Define the indexing variable \(\alpha _{ij} = (i-1)(N_s-n)+j\) and let \(\widehat{\mathbf{h}}^{{\mathrm{(1,2)}}}\in {\mathbb {C}}^{n(N_s-n)}\) be the vector defined as

$$\begin{aligned} \left( \widehat{\mathbf{h}}^{{\mathrm{(1,2)}}}\right) _{\alpha _{ij}}= {\widehat{h}}_{i,j}^{{\mathrm{(1,2)}}}~\text{ for }~ 1 \leqslant i \leqslant n ~\text{ and }~ 1 \leqslant j\leqslant N_s-n. \end{aligned}$$
(5.17)

Define the Loewner matrix \({{\mathbb {L}}}^{(1,2)} \in {\mathbb {C}}^{n(N_s-n)\times n}\) with entries

$$\begin{aligned} \left( {{\mathbb {L}}}^{{{(1,2)}}}\right) _{\alpha _{ij}\ell } = \frac{{\widehat{h}}_{i,j}^{{\mathrm{(1,2)}}}-h_{i,\ell }}{{\widehat{{\xi }}}_j- {\xi }_\ell }, \end{aligned}$$
(5.18)

for \(1 \leqslant i \leqslant n, \ 1 \leqslant j\leqslant N_s-n\), and \(1 \leqslant \ell \leqslant n\).

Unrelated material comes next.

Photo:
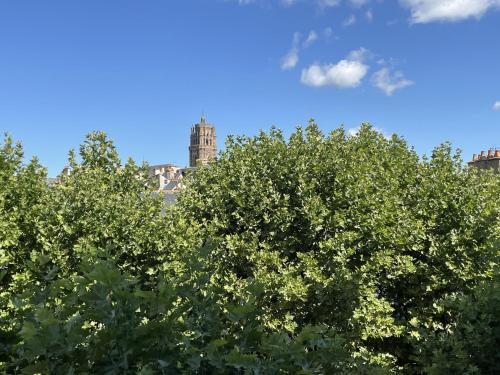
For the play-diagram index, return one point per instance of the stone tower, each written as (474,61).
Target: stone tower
(202,146)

Then, using (5.18) and (5.17) in (5.16), we obtain

$$\begin{aligned} \sum _{i=1}^n\sum _{j=1}^{N_s-n} \left( \mathfrak {p}_2 ({\xi }_i,{\widehat{{\xi }}}_j) - {\widehat{h}}_{i,j}^{{\mathrm{(1,2)}}}\mathfrak {q}_2 ({\xi }_i,{\widehat{{\xi }}}_j)\right) ^2 = \Vert {{\mathbb {L}}}^{{{(1,2)}}}\mathbf{w}+ \widehat{\mathbf{h}}^{{\mathrm{(1,2)}}}\Vert _2^2, \end{aligned}$$

yielding the linearization of \({{\mathcal {J}}}_2\):

$$\begin{aligned} {{\mathcal {J}}}_2 \rightsquigarrow {\frac{1}{(N_s-n)n}} \left\| {{\mathbb {L}}}^{{{(1,2)}}}\mathbf{w}+ \widehat{\mathbf{h}}^{{\mathrm{(1,2)}}}\right\| _2^2. \end{aligned}$$
(5.19)

Using similar arguments and the explicit formula for \(r_2({\widehat{{\xi }}}_j,{\xi }_i)\) from (4.23), the \({{\mathcal {J}}}_3\) term in (5.9) is linearized to

$$\begin{aligned} {{\mathcal {J}}}_3 \rightsquigarrow \frac{1}{(N_s-n)n} \left\| {{\mathbb {L}}}^{{{(2,1)}}}\mathbf{w}+ \widehat{\mathbf{h}}^{{\mathrm{(2,1)}}}\right\| _2^2, \end{aligned}$$
(5.20)

where the Loewner matrix \({{\mathbb {L}}}^{(2,1)} \in {\mathbb {C}}^{n(N_s-n)\times n}\) and the vector \(\widehat{\mathbf{h}}^{{\mathrm{(2,1)}}}\in {\mathbb {C}}^{n(N_s-n)}\) are defined as

$$\begin{aligned} \left( {{\mathbb {L}}}^{{{(2,1)}}}\right) _{\gamma _{ji}k} = \frac{{\widehat{h}}_{j,i}^{{\mathrm{(2,1)}}}-h_{k,i}}{{\widehat{{\xi }}}_j- {\xi }_k} \quad \text{ and }\quad (\widehat{\mathbf{h}}^{{\mathrm{(2,1)}}})_{\gamma _{ji}} = {\widehat{h}}_{j,i}^{{\mathrm{(2,1)}}}, \end{aligned}$$

with \(1 \leqslant j \leqslant N_s-n, \ 1 \leqslant i\leqslant n\), \(1 \leqslant k \leqslant n\), and \(\gamma _{ji} = (j-1)n+i\).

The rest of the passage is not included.